I'm also certain that Rita Langer, mum of Alfie, who two weeks ago turned up for her regular volunteer job at the Norths Ipswich canteen for her 45th successive year, doesn't believe her selfless support of junior footy has been in vain. And referee Gavin Badger, who a couple of weeks ago officiated in his 300th NRL game, probably hopes he too has been a valued contributor to the game.

Okay, so Maloney chose his words poorly. And maybe he didn't really mean it when he told NRL boss Todd Greenberg that the players were the code's most important commodity, and without them there was no game.

But he is a chosen leader. Maloney sits on the board of the Rugby League Players Association, which, as a matter of interest, consists of chairman Russell Adams, president Cameron Smith, CEO Ian Prendergast, Deidre Anderson, Adam Blair, Jeremy Latimore, Tim Mannah, Nimesh Shah, Joseph Sponholz, Eloni Vunakece and Maloney.

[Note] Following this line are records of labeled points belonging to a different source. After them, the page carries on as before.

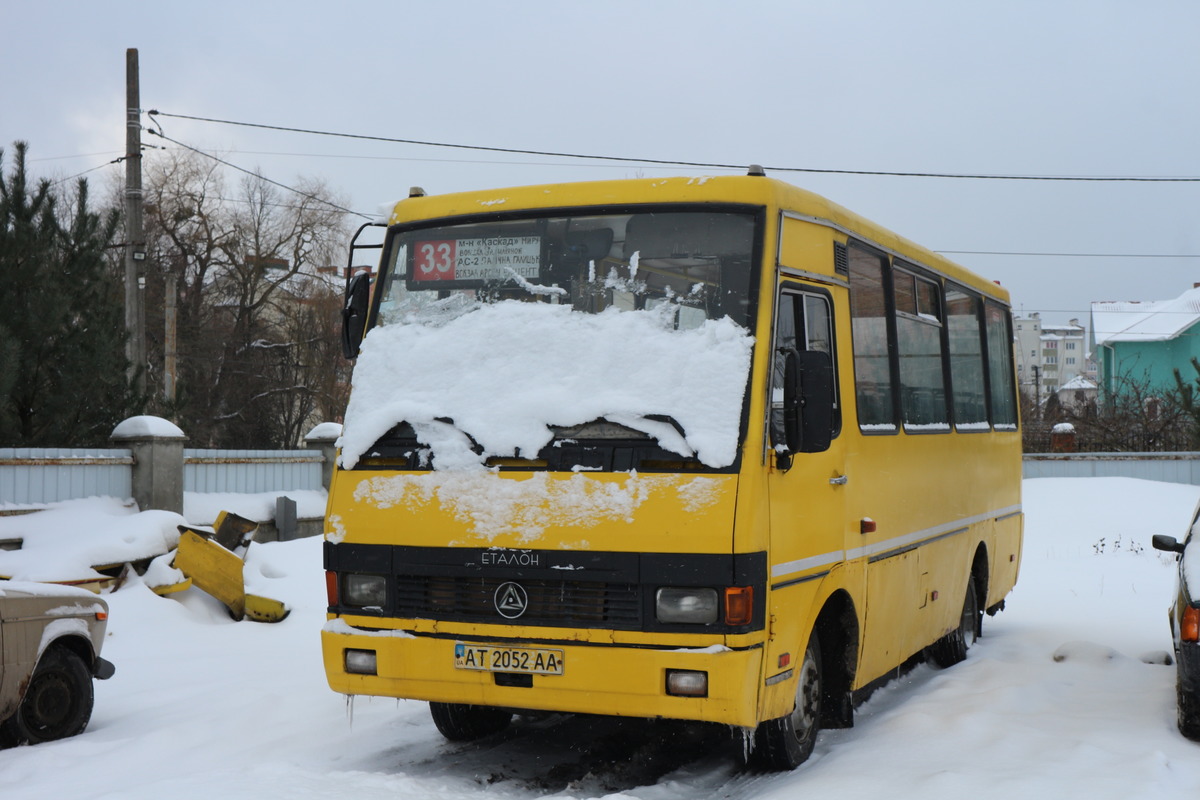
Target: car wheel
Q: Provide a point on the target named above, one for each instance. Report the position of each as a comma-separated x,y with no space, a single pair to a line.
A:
786,743
461,722
1188,704
952,648
58,701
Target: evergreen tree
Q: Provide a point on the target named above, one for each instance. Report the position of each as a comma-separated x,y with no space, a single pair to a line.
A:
63,362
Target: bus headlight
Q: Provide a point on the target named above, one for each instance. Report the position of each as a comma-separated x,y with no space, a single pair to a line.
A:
361,662
687,605
364,590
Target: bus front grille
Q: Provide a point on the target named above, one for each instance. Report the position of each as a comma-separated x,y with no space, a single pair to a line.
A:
550,602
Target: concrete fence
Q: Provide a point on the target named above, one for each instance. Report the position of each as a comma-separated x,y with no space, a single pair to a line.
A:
151,465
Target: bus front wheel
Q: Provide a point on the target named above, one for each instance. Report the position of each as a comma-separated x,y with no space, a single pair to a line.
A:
786,743
952,648
461,722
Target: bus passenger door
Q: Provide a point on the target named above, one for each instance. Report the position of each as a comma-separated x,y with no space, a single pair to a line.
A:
807,491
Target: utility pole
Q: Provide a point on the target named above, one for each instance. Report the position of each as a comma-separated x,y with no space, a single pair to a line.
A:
1037,390
135,244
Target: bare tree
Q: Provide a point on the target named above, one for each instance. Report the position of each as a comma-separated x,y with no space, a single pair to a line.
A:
246,263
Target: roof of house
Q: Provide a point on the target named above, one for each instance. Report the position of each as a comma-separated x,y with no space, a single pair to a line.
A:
1145,322
1077,383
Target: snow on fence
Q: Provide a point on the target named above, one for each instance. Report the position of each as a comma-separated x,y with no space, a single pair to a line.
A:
1169,467
31,476
39,475
249,471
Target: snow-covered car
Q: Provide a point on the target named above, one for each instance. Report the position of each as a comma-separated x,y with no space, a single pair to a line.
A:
1185,618
51,638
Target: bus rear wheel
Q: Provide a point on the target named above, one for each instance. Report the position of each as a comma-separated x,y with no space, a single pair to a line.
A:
952,648
461,722
786,743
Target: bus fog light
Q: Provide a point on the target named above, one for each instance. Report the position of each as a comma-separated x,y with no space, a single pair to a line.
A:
687,605
361,662
687,683
365,590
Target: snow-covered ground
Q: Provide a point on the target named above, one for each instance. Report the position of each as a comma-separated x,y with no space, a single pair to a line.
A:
1063,697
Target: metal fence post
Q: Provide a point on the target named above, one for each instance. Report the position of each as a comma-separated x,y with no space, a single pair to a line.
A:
324,438
157,447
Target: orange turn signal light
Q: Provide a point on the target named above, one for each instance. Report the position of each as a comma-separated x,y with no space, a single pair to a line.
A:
331,588
738,605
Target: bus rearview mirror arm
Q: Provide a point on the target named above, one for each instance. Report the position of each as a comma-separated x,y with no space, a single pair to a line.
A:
354,313
808,401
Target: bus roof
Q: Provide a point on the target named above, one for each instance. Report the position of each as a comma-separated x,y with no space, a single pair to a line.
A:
749,190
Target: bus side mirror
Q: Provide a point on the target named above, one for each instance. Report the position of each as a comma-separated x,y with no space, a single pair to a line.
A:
808,401
354,313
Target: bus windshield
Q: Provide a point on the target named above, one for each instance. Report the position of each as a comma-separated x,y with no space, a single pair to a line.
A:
519,338
696,262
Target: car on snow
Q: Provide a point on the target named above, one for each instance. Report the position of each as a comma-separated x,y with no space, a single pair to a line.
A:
1185,619
51,637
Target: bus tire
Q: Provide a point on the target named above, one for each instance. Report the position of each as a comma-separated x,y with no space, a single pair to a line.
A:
1188,710
952,648
786,743
462,722
58,701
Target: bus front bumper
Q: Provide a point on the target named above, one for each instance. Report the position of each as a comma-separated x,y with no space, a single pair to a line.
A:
606,679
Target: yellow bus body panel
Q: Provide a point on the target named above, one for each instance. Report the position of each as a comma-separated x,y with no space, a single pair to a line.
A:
597,679
605,511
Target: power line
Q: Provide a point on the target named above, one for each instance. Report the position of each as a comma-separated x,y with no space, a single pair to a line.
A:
108,163
681,163
258,175
994,252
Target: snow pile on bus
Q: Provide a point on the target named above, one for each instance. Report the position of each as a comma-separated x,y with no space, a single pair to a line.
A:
502,374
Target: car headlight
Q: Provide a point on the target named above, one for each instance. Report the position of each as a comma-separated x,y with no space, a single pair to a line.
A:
687,605
364,590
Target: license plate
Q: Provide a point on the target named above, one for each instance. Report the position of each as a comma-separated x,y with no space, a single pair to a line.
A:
521,660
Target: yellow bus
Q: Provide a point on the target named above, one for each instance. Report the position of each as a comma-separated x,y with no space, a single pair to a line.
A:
707,449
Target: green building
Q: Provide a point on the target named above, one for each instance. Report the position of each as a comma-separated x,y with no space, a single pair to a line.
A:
1144,343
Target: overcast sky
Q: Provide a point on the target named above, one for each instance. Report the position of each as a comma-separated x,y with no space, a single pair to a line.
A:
1038,88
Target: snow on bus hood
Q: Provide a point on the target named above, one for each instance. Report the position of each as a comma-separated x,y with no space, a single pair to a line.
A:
505,372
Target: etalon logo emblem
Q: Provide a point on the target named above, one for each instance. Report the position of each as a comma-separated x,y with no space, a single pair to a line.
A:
510,600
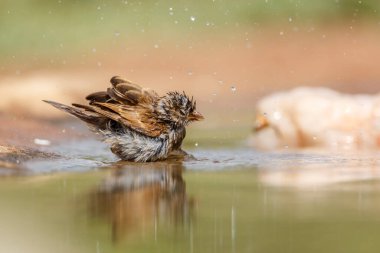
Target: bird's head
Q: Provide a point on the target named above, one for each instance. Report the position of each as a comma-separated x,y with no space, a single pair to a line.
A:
177,109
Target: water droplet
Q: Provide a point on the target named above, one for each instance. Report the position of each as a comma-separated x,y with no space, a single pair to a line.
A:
41,142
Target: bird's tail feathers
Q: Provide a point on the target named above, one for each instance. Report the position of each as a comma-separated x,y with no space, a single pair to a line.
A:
86,116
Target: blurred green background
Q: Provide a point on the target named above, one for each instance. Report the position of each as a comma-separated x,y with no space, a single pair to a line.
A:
43,28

I can find no record of Adams, Anderson, Shah or Sponholz having played rugby league, and certainly none of them played at NRL level. And Prendergast was an AFL player who made 65 top-grade appearances for Carlton.

That begs the question - does Maloney also consider these fellow RLPA board members mere accessories?

This, folks, is the same James Maloney who has played with five NRL clubs - the Eels, Storm, Warriors, Roosters and Sharks - which either says much about his grating personality or his appetite for more money. This is also the same James Maloney who earlier in the season sought an upgrade from the Sharks for next season, despite having another year to run on his contract. And it is the same James Maloney who leads the NRL in two vital statistics in 2017 - most penalties conceded and most tackles missed.

It will be interesting to see how the offended salt-of-the-earth Knights supporters receive him when the Sharks visit Newcastle on Sunday.